Often she drew up her girlish feet from the sea's surface


for fear of the touch of the cresting waves.

Often the god intentionally dipped his back in the water

to make her cling more tightly to his neck.

At landfall Jupiter stood there with no horns at all;

he had been transformed from cow into god.

The bull entered heaven while Jupiter entered the Phoenician,

and one of the continents now bears her name.

It is a combination of the versions in Fasti and Metamorphoses Book II that Arachne appears to be illustrating on, so to speak, in the tapestry she weaves in her competition with Minerva in Book VI.

[Arachne] Worked in the gods, and their deceitful business

With mortal girls. There was Europa, cheated

By the bull's guise; you would think him real, the creature,

Real as the waves he breasted, and the girl

Seems to be looking back to the lands of home,

Calling her comrades, lifting her feet a little

To keep them above the list and surge of the water.

So skillful is Arachne's tapestry that the nymphs, whom Minerva has appointed to be judges of the contest, cannot decide whether goddess or mortal has won the prize. Minerva then attacks Arachne with a distaff, claiming by force what she did not win by craft. Arachne is transformed into a spider. But she is clearly meant, by Ovid, to stand for female resistance; she may well be the first feminist critic in the history of poetry-the Sylvia Plath of the ancient world, enraged by the appropriations of female bodies that have been made so jauntily in patriarchal art.

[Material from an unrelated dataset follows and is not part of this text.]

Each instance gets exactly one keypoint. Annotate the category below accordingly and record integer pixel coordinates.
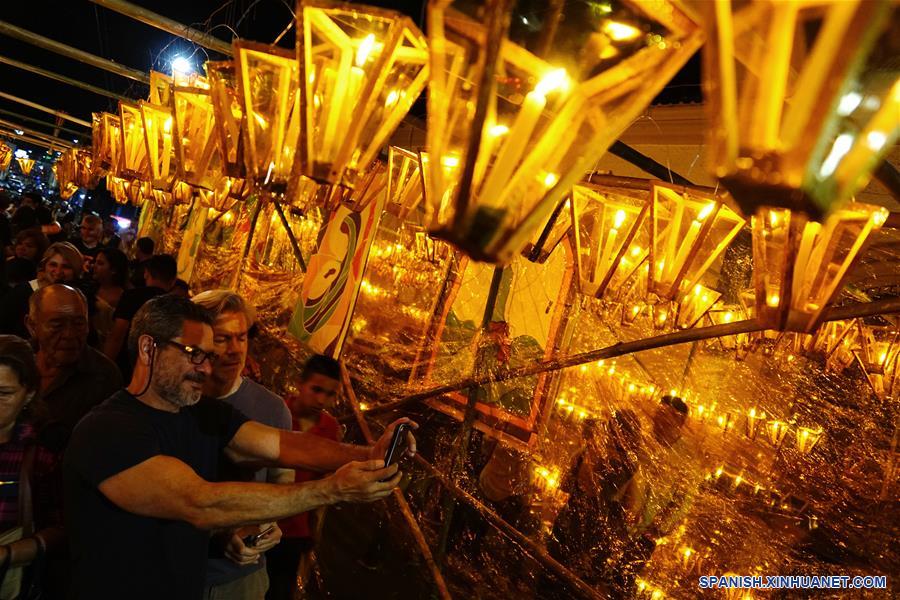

Arachne's masterful tapestry contributes to what was, by Ovid's day, already an established tradition of visualizations of this myth. Crucially, Arachne's version in Book VI of Metamorphoses omits the elements in Book II that support an interpretation of Europa as purposeful in achieving sexual knowledge. Depicting Europa's lifting feet (from Fasti) and the backward look to home and comrades (from Book II), Arachne's "reading" of the story emphasizes Europa's helplessness and fear. Yet in Book VI, by the method of indirect discourse, Ovid permits the reader to observe a development within the subjectivity of Europa, who, by the end of the epyllion "loses...all fear...grows bolder, / Climbs on his back." Arguably, the bull has become for Europa at this moment the masculine principle itself, of which any male is only the temporary embodiment. (As Molly Bloom says at the close of James Joyce's Ulysses, "Might as well him as another.") In an ironic reversal of the sort typical in Ovid, Jove has become the hunter hunted, a purely phallic animal whose patient responsiveness opens Europa to consciousness of her own desire.